Question

Angular momentum of an electron in hydrogen atom is \(\frac{3h}{2\pi}\) (h is the Planck’s constant). The K.E. of the electron is

• A. 4.35 eV
• B. 1.51 eV
• C. 3.4 eV
• D. 6.8 eV

Answer 1

The Correct Option is B

The angular momentum \(L\) of an electron in the hydrogen atom is given as: \[ L = \frac{3h}{2\pi} \] This represents the third allowed orbit in the Bohr model.
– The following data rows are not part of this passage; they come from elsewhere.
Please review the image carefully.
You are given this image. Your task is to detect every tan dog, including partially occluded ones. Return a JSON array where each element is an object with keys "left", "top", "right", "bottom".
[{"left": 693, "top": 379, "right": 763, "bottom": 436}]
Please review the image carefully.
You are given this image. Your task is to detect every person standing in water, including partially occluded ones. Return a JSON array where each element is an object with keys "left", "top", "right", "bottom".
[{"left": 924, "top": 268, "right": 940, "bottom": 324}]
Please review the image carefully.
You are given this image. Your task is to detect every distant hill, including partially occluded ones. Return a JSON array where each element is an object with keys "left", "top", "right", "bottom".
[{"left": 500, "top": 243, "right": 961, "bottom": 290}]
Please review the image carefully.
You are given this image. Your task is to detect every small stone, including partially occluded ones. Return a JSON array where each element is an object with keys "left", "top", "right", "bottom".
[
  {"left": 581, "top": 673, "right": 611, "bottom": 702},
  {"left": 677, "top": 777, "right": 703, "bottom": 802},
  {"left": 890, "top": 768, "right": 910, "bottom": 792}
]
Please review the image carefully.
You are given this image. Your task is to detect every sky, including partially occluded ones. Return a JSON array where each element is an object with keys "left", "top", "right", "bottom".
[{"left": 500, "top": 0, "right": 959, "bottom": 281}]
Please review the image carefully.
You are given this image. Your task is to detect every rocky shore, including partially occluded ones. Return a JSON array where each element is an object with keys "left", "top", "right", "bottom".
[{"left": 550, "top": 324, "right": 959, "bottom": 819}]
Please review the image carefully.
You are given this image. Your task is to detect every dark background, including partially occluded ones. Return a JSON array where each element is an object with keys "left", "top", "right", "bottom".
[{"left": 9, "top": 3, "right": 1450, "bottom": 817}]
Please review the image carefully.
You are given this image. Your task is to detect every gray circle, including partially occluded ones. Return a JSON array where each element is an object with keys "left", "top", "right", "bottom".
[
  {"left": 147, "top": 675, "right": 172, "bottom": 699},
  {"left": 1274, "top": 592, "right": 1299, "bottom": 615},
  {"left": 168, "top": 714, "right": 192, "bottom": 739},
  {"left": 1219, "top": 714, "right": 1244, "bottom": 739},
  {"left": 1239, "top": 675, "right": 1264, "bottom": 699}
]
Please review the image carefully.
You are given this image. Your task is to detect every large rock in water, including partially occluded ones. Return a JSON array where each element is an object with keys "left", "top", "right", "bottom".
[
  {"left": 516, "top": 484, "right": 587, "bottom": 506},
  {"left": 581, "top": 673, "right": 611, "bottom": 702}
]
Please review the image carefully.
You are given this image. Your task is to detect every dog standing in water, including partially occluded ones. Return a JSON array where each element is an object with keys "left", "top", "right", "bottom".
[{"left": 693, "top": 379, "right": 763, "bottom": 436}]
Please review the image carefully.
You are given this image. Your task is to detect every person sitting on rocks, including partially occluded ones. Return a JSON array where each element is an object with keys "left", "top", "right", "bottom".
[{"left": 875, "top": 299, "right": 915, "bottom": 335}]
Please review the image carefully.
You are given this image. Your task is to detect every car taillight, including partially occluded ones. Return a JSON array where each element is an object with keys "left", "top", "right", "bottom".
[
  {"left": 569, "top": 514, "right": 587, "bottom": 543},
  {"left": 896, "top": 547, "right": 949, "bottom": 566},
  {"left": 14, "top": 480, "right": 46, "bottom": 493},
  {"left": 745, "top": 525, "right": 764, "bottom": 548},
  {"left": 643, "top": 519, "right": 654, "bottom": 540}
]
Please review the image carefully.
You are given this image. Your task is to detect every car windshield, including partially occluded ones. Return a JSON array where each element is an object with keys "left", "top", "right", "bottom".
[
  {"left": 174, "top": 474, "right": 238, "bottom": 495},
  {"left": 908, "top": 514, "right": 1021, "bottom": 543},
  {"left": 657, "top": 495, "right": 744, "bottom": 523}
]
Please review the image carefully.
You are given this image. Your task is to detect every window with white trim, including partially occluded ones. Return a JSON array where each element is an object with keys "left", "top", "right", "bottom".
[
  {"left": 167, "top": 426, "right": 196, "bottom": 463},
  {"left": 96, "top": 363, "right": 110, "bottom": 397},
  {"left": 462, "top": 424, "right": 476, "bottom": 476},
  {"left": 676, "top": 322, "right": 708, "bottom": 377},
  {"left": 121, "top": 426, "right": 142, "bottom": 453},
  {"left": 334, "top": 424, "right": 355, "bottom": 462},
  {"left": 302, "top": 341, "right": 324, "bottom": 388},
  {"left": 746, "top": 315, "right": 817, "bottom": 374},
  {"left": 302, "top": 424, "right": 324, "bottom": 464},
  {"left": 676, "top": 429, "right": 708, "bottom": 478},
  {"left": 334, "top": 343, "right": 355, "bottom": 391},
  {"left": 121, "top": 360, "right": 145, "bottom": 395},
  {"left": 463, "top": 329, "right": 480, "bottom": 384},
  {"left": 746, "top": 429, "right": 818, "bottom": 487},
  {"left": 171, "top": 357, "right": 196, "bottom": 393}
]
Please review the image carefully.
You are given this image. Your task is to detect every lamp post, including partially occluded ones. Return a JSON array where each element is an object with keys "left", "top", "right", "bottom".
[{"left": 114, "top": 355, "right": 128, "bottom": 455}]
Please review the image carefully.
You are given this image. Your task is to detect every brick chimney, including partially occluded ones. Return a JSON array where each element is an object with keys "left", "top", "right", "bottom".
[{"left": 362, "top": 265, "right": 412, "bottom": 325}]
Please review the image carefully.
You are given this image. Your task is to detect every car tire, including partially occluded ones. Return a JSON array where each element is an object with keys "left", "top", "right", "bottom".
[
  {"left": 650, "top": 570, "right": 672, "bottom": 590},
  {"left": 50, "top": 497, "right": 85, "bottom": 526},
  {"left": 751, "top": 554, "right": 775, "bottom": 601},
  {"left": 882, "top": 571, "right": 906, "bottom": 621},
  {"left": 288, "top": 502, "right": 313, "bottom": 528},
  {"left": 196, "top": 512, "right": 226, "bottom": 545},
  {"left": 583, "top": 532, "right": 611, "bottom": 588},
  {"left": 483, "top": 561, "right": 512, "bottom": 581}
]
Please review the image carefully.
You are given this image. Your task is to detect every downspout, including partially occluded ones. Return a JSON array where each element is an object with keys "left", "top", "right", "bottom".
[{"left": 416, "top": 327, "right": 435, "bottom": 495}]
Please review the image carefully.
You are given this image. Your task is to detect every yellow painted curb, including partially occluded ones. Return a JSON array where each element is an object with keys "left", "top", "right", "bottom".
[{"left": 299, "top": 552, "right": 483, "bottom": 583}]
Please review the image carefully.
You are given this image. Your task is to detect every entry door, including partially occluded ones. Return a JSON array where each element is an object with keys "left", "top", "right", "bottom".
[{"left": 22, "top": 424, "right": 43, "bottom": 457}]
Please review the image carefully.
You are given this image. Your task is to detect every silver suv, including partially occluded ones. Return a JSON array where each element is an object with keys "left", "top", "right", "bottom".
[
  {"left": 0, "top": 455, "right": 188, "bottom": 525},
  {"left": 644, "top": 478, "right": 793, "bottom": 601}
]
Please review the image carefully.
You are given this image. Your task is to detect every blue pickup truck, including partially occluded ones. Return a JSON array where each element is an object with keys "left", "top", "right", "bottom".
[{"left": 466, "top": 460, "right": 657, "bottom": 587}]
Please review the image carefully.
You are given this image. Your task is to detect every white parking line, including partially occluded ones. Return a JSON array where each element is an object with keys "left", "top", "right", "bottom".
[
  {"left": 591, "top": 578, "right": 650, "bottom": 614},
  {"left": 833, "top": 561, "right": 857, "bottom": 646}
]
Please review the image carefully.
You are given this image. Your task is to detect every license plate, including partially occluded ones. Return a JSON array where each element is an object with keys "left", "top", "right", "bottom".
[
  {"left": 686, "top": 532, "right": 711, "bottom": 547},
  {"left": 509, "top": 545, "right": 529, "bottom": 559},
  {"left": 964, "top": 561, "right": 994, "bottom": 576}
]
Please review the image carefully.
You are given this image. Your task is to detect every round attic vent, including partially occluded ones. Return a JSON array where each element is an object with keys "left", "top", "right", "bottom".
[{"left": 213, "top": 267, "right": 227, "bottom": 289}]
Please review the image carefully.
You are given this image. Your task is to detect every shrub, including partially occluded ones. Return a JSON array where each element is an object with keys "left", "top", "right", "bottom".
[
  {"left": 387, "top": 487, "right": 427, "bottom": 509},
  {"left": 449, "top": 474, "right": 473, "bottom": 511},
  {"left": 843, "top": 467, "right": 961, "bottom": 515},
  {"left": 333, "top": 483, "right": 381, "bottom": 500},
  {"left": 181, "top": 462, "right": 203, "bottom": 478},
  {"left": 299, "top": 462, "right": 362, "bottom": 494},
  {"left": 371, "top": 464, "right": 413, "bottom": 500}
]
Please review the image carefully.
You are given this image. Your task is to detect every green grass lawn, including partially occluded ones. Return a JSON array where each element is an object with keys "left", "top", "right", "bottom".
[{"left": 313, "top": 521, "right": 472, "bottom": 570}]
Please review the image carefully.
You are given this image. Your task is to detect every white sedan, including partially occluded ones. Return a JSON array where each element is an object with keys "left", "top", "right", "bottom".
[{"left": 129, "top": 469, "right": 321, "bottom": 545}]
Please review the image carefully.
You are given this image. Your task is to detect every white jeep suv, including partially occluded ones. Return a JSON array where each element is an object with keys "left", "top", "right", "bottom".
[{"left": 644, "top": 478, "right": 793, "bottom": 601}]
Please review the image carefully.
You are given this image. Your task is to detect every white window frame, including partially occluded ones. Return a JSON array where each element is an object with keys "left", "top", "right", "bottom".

According to Bohr's model, the kinetic energy \(K.E.\) of an electron in a hydrogen atom is related to its angular momentum \(L\) by the formula: \[ K.E. = \frac{L^2}{2m r^2} \] But we can also use the formula for the energy levels of the hydrogen atom, which are given by: \[ E_n = -\frac{13.6}{n^2} \, \text{eV} \] For \(n = 3\) (since the given angular momentum corresponds to the third orbit), we have: \[ E_3 = -\frac{13.6}{3^2} = -\frac{13.6}{9} = -1.51 \, \text{eV} \] The kinetic energy is the negative of the total energy in this case (since the potential energy is double the kinetic energy and both energies are negative), so: \[ K.E. = 1.51 \, \text{eV} \]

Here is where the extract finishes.